Dreyfus U.S. Treasury Reserves

  • Ticker: DUTXX
  • Product Code: 0726
  • CUSIP: 261978407
Share Class:

Fund Goal and Approach

The fund seeks a high level of current income consistent with stability of principal. This objective may be changed by the fund's board, upon 60 days' prior notice to shareholders. As a money market fund, the fund is subject to the maturity, quality, liquidity and diversification requirements of Rule 2a-7 under the Investment Company Act of 1940, as amended, which are designed to help money market funds maintain a stable share price of $1.00.To pursue its goal, the fund normally invests exclusively in direct obligations of the U.S. Treasury and in repurchase agreements secured by these obligations. The fund must maintain an average dollar-weighted portfolio maturity of 60 days or less and a maximum weighted average life to maturity of 120 days.

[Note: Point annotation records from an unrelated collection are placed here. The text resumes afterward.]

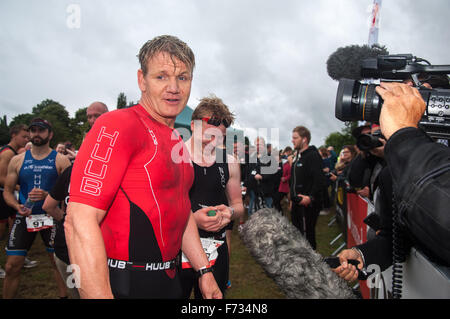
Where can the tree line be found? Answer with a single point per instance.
(65, 128)
(73, 129)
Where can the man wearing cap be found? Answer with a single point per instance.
(35, 171)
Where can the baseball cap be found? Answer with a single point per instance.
(41, 123)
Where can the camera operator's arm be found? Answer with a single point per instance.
(420, 169)
(403, 107)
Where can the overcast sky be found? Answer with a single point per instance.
(266, 59)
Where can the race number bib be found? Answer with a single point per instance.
(39, 222)
(210, 247)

In response to liquidity needs or unusual market conditions, the fund may hold all or a significant portion of its total assets in cash for temporary defensive purposes. This may result in a lower current yield and prevent the fund from achieving its investment objective.


An investment in the fund is not insured or guaranteed by the Federal Deposit Insurance Corporation (FDIC) or any other government agency. Although the fund seeks to preserve the value of your investment at $1.00 per share, it is possible to lose money by investing in the fund.

The fund's yield will fluctuate as the short-term securities in its portfolio mature and the proceeds are reinvested in securities with different interest rates. Additionally, while the fund has maintained a constant share price since inception, and will continue to try to do so, neither The Dreyfus Corporation nor its affiliates are required to make a capital infusion, enter into a capital support agreement or take other actions to prevent the fund's share price from falling below $1.00. The following are the principal risks that could reduce the fund's income level and/or share price:

* Interest rate risk. This risk refers to the decline in the prices of fixed-income securities that may accompany a rise in the overall level of interest rates. A sharp and unexpected rise in interest rates could cause a money market fund's share price to drop below a dollar.

* U.S. Treasury securities risk. A security backed by the U.S. Treasury or the full faith and credit of the United States is guaranteed only as to the timely payment of interest and principal when held to maturity, but the market prices for such securities are not guaranteed and will fluctuate. Because U.S. Treasury securities trade actively outside the United States, their prices may rise and fall as changes in global economic conditions affect the demand for these securities.

* Liquidity risk. When there is little or no active trading market for specific types of securities, it can become more difficult to sell the securities in a timely manner at or near their perceived value. In such a market, the value of such securities may fall dramatically, potentially lowering the fund's share price, even during periods of declining interest rates. Also, during such periods, redemptions by a few large investors in the fund may have a significant adverse effect on the fund's net asset value and remaining fund shareholders.

* Repurchase agreement counterparty risk. The risk that a counterparty in a repurchase agreement could fail to honor the terms of its agreement.

Please refer to prospectus for additional Risk Details.

Investors should consider the investment objectives, risks, charges, and expenses of the fund carefully before investing. Download a prospectus, or a summary prospectus, if available, that contains this and other information about the fund, and read it carefully before investing.

An investment in a money market fund is not insured or guaranteed for the Federal Deposit Insurance Corporation, or any other government agency. Although a money market fund seeks to preserve the value of your investment at $1.00 per share, it is possible to lose money by investing in a money market fund. As a measure of current income, seven-day yield is more reflective of the fund's income generating ability than total return. Yield fluctuates.